I couldn’t understand what he was saying. Surely he really meant that—

“I’m tired of loving her, Grace. I can’t be bothered any more.”

I blinked. I had heard the words, but wasn’t sure I had actually understood them.

“That sounds pretty damned selfish and selfcentred, doesn’t it?” Jack went on. “During the night of the Great Marriage, Grace, I discovered that I’d been yearning for a dream…and it wasn’t your mother.” He paused again, while I concentrated very hard on my breathing. For some reason it didn’t seem to be coming and going as easily as it should.

“Can I tell you a home truth?” he continued. “It was a relief to leave Noah the morning after the Great Marriage. That night was an ending for us, Grace. It wasn’t a beginning or a promise or anything else. It was an ending. A completion.”

“I don’t think it was ‘an ending’ for my mother.”

“Ah.” We walked in silence a while. I wished I knew where Jack was going with this conversation.

“That sense of ending was underscored last night, Grace,” Jack said, neatly evading the implications of my statement. “Noah and I matched powers
beautifully…but it was as nothing to what I felt with you.”

“But…but…Jack. Stop. Please. I don’t understand why you’re telling me this.”

“Because you need, and deserve, to know how I feel about Noah. You also need to know how I feel about you.”

I stopped, staring at him.

“I am both fascinated and terrified by you, Grace.” He gave a small, lopsided grin. “Much as, I suspect, you feel about me.”
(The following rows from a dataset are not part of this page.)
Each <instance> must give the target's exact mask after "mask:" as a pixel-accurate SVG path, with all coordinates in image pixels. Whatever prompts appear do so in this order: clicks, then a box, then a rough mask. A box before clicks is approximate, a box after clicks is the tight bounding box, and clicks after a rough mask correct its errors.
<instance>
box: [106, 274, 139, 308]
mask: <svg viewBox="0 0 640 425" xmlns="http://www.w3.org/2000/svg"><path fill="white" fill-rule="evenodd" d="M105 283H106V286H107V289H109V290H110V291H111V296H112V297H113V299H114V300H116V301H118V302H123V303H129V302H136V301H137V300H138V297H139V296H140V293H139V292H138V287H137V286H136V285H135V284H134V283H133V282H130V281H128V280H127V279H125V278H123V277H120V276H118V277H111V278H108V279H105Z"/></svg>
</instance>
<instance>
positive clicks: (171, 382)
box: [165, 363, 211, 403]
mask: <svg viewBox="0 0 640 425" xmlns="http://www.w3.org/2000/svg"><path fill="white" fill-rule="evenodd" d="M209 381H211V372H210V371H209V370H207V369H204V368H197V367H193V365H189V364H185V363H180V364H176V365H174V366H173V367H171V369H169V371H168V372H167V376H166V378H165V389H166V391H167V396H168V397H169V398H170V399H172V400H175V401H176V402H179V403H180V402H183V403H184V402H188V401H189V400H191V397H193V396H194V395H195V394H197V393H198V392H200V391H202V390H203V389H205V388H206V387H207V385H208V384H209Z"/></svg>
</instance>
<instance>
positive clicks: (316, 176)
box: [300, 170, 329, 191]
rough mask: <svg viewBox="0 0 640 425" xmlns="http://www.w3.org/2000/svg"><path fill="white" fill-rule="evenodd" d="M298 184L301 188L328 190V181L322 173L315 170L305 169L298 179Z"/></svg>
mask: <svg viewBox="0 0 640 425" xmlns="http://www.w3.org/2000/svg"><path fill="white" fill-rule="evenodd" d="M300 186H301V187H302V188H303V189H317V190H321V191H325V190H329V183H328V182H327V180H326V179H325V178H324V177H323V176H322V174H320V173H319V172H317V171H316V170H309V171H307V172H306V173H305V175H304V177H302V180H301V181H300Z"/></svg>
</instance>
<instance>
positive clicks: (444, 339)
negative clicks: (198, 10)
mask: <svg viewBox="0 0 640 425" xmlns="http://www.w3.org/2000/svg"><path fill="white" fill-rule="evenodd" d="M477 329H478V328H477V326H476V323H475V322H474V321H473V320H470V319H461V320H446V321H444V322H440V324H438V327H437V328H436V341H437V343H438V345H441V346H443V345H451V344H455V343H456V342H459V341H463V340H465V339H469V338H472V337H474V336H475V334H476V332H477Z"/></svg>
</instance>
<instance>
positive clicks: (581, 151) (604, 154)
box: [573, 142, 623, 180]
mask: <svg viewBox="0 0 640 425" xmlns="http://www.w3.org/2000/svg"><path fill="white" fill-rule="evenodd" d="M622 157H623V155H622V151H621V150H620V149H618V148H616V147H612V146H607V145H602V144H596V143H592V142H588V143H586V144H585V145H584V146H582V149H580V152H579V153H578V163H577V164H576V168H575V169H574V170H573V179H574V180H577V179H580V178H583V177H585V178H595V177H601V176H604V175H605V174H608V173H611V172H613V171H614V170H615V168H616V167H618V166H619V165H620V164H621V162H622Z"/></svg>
I couldn’t breathe. Not at all.

“Recently my father gave me a bit of advice.”

Finally, I managed to take a breath, but was somewhat dismayed to find I couldn’t look at Jack. I was instead sliding my eyes up and down the Thames as if I expected to see the first wave of German invaders at any moment.

Gods only knew what he must have thought.

“He said I should get to know you better,” Jack continued.

“Why should he say that?” My voice squeaked at the end of the sentence. I couldn’t believe it.

Jack reached out a hand and took one of mine, pulling it close to his chest.

“Because we dance together so well. Because we’re the only ones who can work out this shadow. And because you are…so…damn…beautiful.”